Chances are, if you’re even hospitalized, you won’t spend more than a few days as an inpatient. The fear of catching a serious hospital infection, a leading cause of death, is enough to make anyone want to limit their stay. So the chances of you exhausting your Medicare coverage during a hospital stay is remote. However, in the case you have a serious illness and require a long admission period, here’s how Medicare breaks things down.
If you’re enrolled in traditional Medicare (Parts A & B)
If you need to stay for a long period in the hospital for one spell of illness or injury, that’s known as a benefit period. Medicare will cover 100% of your in-hospital nursing and living costs for the first 60 days after you’ve met your deductible.
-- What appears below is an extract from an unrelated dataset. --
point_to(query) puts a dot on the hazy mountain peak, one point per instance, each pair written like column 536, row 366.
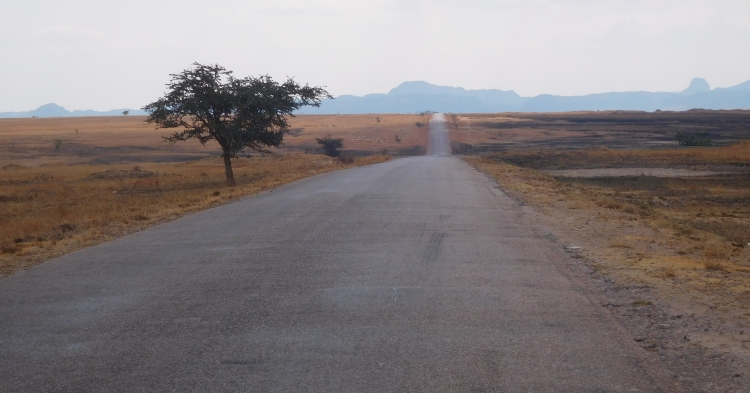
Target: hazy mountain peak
column 697, row 85
column 422, row 87
column 744, row 86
For 2019 the Part A deductible is $1,364. For days 61 to 90, you’ll be required to pay a copay. For 2019 the co-pay is $341 per day. If you have a Medicare Supplement or Medigap (especially the top three I sell), those Part A deductibles and copays are covered by the supplement.
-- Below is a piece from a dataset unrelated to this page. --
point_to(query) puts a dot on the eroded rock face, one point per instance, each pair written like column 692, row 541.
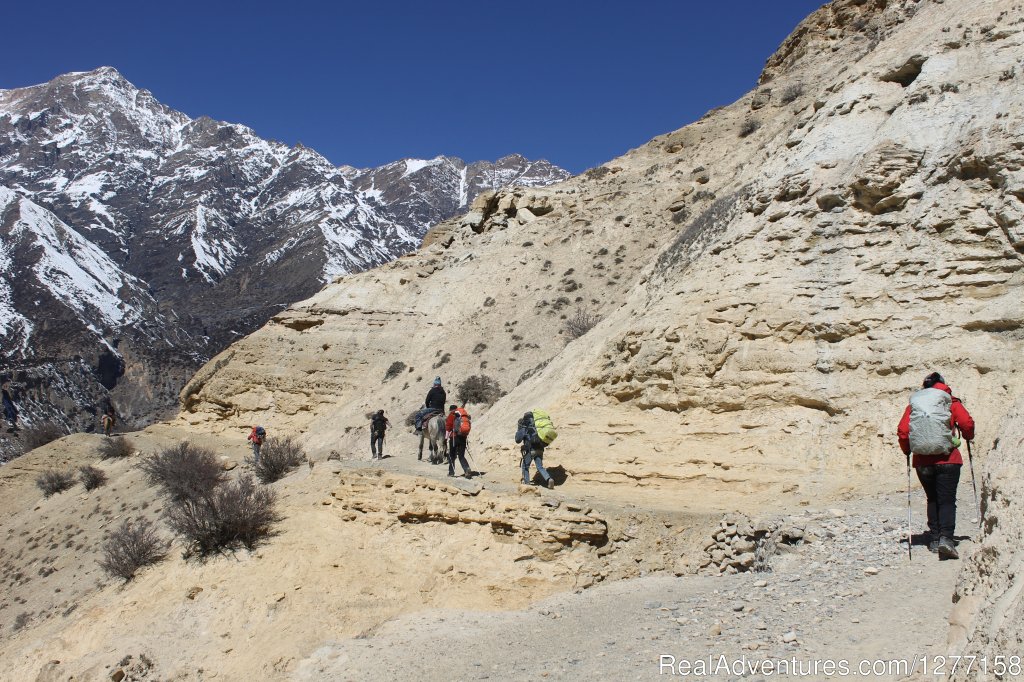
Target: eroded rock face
column 545, row 527
column 768, row 299
column 987, row 619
The above pertains to one per benefit period. There is no limit to the number of benefit periods you can have, provided that 60 days have elapsed between each one. If you require a stay in the hospital longer than 90 days in any one benefit period, you must either pay the full cost yourself or draw on up to 60 additional days for which you pay a daily copay. These 60 days are called lifetime reserve days. The copay for these days are $682 per day. You can use as many as you like or save some, however, once used, they’re gone forever.
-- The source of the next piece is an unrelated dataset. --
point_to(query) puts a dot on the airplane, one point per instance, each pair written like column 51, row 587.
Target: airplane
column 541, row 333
It’s important to know that all Medicare Supplement Plans (Medigap) extend Part A hospital coverage for up to an additional 365 days in your lifetime after Medicare benefits have been exhausted. And again, most Medicare Supplement plans pay for the Part A hospital deductible as well.
A Medicare Supplement policy is vital to have. It can literally save you ten of thousands of dollars when considering the cost of a prolonged hospital stay without one.